6. Donald Trump didn’t have time to send his kids off to school
Donald Trump supposedly didn’t take the time to change diapers when his children were small. And according to Ivana Trump, he also rarely had time to send them off to their private schools in the morning. Newsweek reports that according to Ivana Trump’s book, the children traveled from their sixth-floor apartment in Trump Tower to the 28th floor, where their father worked, to say goodbye before school.
“And he was always on the telephone. He was a good, loving dad, but he could not do . . . the kids’ talk. He did not know how to do that until the kids were in university and he could talk business with them,” Ivana recalls of Donald Trump’s parenting style over the years.
Next: Trump is different as a parent not only from Obama, but also from Hillary Clinton.
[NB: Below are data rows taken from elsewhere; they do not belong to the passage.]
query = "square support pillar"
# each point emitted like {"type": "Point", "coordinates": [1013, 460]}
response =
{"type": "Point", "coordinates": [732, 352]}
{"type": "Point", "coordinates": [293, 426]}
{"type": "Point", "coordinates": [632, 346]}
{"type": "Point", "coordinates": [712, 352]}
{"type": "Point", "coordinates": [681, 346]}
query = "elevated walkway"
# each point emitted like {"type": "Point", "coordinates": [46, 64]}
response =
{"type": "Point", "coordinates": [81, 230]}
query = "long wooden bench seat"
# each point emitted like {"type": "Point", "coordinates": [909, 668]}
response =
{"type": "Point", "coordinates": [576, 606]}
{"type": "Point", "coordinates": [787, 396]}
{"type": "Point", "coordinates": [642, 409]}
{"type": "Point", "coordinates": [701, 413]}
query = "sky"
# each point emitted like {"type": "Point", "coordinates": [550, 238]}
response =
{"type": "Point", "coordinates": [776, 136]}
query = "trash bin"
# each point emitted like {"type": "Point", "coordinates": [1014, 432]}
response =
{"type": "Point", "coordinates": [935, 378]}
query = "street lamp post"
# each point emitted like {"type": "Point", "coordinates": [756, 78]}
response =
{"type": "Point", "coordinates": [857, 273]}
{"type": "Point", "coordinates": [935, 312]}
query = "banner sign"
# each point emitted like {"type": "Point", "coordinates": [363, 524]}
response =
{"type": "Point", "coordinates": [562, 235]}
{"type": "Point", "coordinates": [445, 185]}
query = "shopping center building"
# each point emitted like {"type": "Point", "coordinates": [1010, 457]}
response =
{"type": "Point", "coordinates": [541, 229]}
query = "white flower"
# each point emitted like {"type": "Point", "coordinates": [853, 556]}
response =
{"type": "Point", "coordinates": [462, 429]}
7. Trump is a very different dad than Hillary Clinton is a mom
The Los Angeles Times noted that the 2016 election season pitted two candidates against each other who were not only wildly different as politicians, but also very different as parents. Hillary Clinton is a collaborative parent, while Donald Trump is used to giving orders not only in the boardroom, but also at home.
He has managed to build relationships with the three adult children he has from his first marriage. But he is very clearly their boss at the Trump Organization, which says a lot about his parenting style.
Next: Voters didn’t want somebody with the same traits as Obama.
8. Voters didn’t want someone with the same traits as Obama
As Parade points out, voters in the 2016 election season “sent a clear message that in their next president, they do not want someone with the same character traits as Barack Obama.” Many Americans like how supportive Obama is of his daughters. But they were also frustrated by what Parade characterizes as Obama’s “deliberative leadership style.”
Donald Trump promised to achieve success in the Oval Office by making others bend to his will. And as Parade puts it, “as parents, both candidates have been much more like the preoccupied LBJ than like the attentive and attuned Obama.”
Next: Trump still plays ‘the dad card.’
9. Donald Trump plays the dad card
Even though Donald Trump isn’t the attentive parent that many Americans strive to be, he still talks about his family all the time. The Guardian reports that Donald Trump loves to play the dad card, parading daughter Ivanka Trump (and his other children, of course) during his presidential campaign.
But what he’s really showing off is how loyal his children are to him. As The Los Angeles Times notes, “Trump often showcases them to make the case that his autocratic leadership style would prove inspiring rather than alienating to the rest of the nation.”